November 2, 2008 at 5:03 pm (Books) (, , , , , , )

I just finished reading Mary Shelley’s Frankenstein.  I really enjoyed this book, although I have to say that for a classic horror novel, I didn’t find it scary at all.  It was certainly a bit suspenseful, and very interesting, but it did not frighten me.  And just for the record, I am the single most easily frightened person that I know.  So if I didn’t find it scary I doubt that anybody else will.

I have a few words of warning for anyone buying what are now considered “classic” novels.  If the book is now in the public domain, be careful that what you are buying is actually that book.
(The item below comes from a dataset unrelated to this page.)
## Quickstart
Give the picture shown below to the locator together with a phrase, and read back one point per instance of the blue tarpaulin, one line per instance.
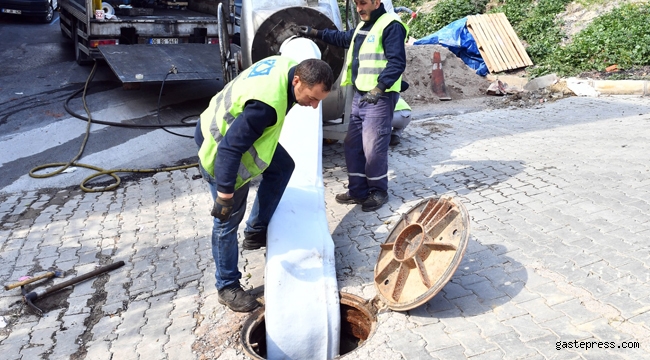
(459, 41)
Also, skip the introduction, read it last.

I purchased Frankenstein online, the first time that I bought it.  Yes, I had to buy the book twice.  That’s because I assumed, when I placed my order, that any book labelled with the title of Frankenstein and the author Mary Shelley, was the book I was looking for.  I bought the cheapest one, because, well, why pay more for the same thing.
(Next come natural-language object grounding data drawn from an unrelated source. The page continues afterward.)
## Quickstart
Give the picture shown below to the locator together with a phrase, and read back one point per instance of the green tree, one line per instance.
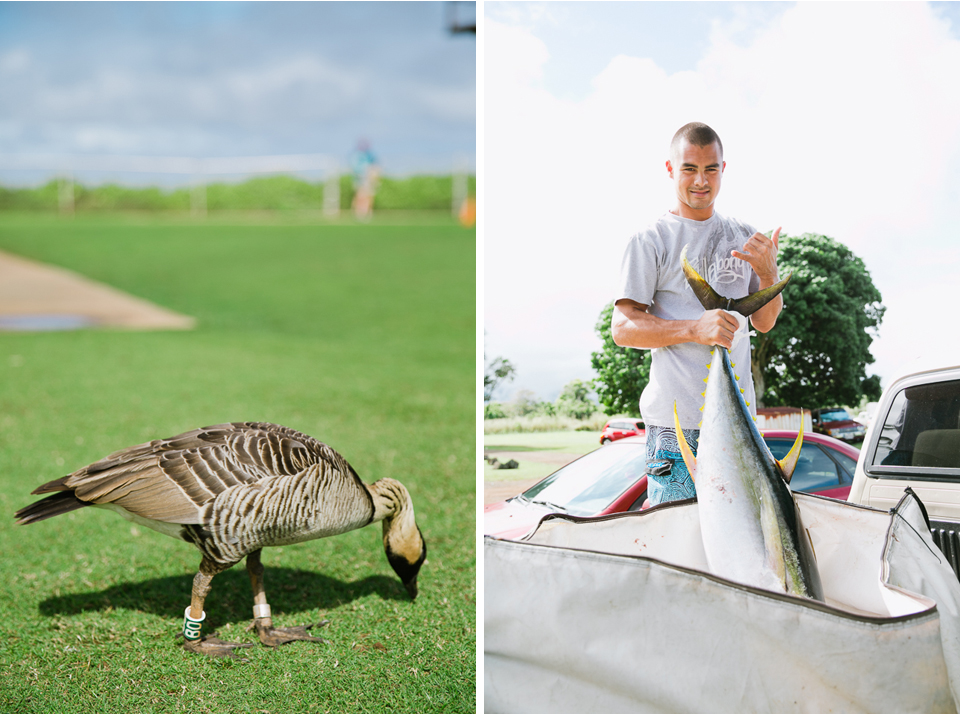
(622, 372)
(498, 371)
(818, 352)
(574, 400)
The problem came when our order arrived, and I pulled from the box the Dover Childrens Classics, large print, illustrated, very very abridged (30 pages long) copy of Frankenstein.  I went back to the online order to see just how stupid I had been.  It really was an easy mistake to make.  You have to read into the back cover description a couple of sentences to find the words children, illustrated or abridged.

So I returned this book, and bought another one, in person this time.  Knowing that I finally had the right thing, I sat down to enjoy my book.  As well as the original text of the novel, this book included two introductions and an afterword.  Now, I highly recommend the introduction to the book written by Mary Shelley herself.  Most copies of this book I’ve seen contain this introduction, and it is a good lead in to the story.

The other introduction however, was written by someone who seemed to assume that anyone reading this book was already completely familiar with the story.  While I was loosely familiar with the book:  I knew it was about a man creating a monster, I knew that Frankenstein referred to the name of the man rather than the monster, etc.  I did not however know that certain characters would be dying, until I was halfway through the introduction.  I knew that the monster in the book was intelligent (unlike most Frankenstein novels) but I did not know many characteristics that were mentioned in the introduction.

So my second word of warning is simple: don’t read the introduction until you’ve read the book, because the person who wrote it may assume you already know everything.